Le gouvernement a récemment modifié le Prêt à Taux Zéro (PTZ) lors de l’adoption du budget 2025, une initiative prometteuse pour de nombreux futurs propriétaires. Focus sur ces changements pertinents.
Avec le vote final du budget par le Sénat le 6 février 2025, la France a prolongé le PTZ jusqu'en 2027. Initialement introduit en 1995, ce dispositif vise à soutenir les ménages aux ressources modestes et intermédiaires dans l'acquisition de leur première résidence principale sans intérêts ni frais de dossier. Pourtant, il n'était plus totalement en phase avec les besoins des demandeurs d'aide, ce qui a incité le gouvernement à le réviser. Voyons ce qui change cette année.
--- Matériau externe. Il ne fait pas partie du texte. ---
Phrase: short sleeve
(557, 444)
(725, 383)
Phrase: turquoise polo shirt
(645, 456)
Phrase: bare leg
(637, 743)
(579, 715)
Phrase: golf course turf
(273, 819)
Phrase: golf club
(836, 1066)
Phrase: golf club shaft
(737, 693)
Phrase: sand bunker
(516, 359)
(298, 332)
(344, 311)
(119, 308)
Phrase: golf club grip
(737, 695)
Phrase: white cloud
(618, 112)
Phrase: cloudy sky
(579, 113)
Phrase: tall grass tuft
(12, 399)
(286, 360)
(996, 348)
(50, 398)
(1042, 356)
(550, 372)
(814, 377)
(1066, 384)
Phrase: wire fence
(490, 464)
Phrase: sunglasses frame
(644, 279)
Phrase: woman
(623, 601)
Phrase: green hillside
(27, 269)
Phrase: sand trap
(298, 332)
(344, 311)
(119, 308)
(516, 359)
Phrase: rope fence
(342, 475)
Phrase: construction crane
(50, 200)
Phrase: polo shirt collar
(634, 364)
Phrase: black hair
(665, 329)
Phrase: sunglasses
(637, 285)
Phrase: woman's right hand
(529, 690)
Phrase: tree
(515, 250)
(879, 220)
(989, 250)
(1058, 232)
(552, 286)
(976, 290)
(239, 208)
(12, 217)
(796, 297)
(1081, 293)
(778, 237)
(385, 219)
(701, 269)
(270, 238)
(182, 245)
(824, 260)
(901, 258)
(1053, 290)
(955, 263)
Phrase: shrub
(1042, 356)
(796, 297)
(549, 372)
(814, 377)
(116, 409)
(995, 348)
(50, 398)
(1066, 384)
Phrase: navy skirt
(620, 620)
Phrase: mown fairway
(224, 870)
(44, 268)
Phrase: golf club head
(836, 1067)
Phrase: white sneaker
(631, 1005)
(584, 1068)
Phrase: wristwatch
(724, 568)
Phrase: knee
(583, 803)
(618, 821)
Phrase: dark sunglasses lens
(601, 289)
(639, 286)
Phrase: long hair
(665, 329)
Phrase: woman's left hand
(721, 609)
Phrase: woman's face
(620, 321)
Des conditions assouplies pour le prêt à taux zéro
Avant avril 2024, l'accès au PTZ était restreint aux primo-accédants dans certaines zones spécifiques. Ces derniers pouvaient acquérir un logement neuf dans des zones à forte demande, tout en devant se soumettre à une condition de rénovation d’au moins 25 % du coût total du bien. En revanche, pour les logements anciens, les restrictions demeuraient en place, limitant l’accès au PTZ à des zones rurales.
La récente réforme élargit significativement l'accès au PTZ pour les logements neufs sur l'ensemble du territoire français. Les conditions pour les logements anciens, toutefois, subsistent, rendant l’accès soumis à des exigences de "rénovation énergétique," selon les précisions de la Commission mixte paritaire.
Les attentes suscitées par cette réforme
Avec cette révision du PTZ, le gouvernement souhaite faciliter l'accès à la propriété pour tous, y compris en milieu rural, et espère ainsi toucher jusqu'à 6 millions de foyers supplémentaires. Cela devrait également donner un coup de pouce au secteur du bâtiment et de l'immobilier. Selon les projections, environ 15 000 nouvelles constructions de logements sont attendues en 2025, générant environ 600 millions d'euros de recettes pour l'État. L'extension du PTZ devrait être opérationnelle d'ici deux mois, en avril, afin de permettre aux banques de s’adapter à ces nouveaux protocoles, comme l’a souligné l’entourage de Valérie Létard, ministre du Logement.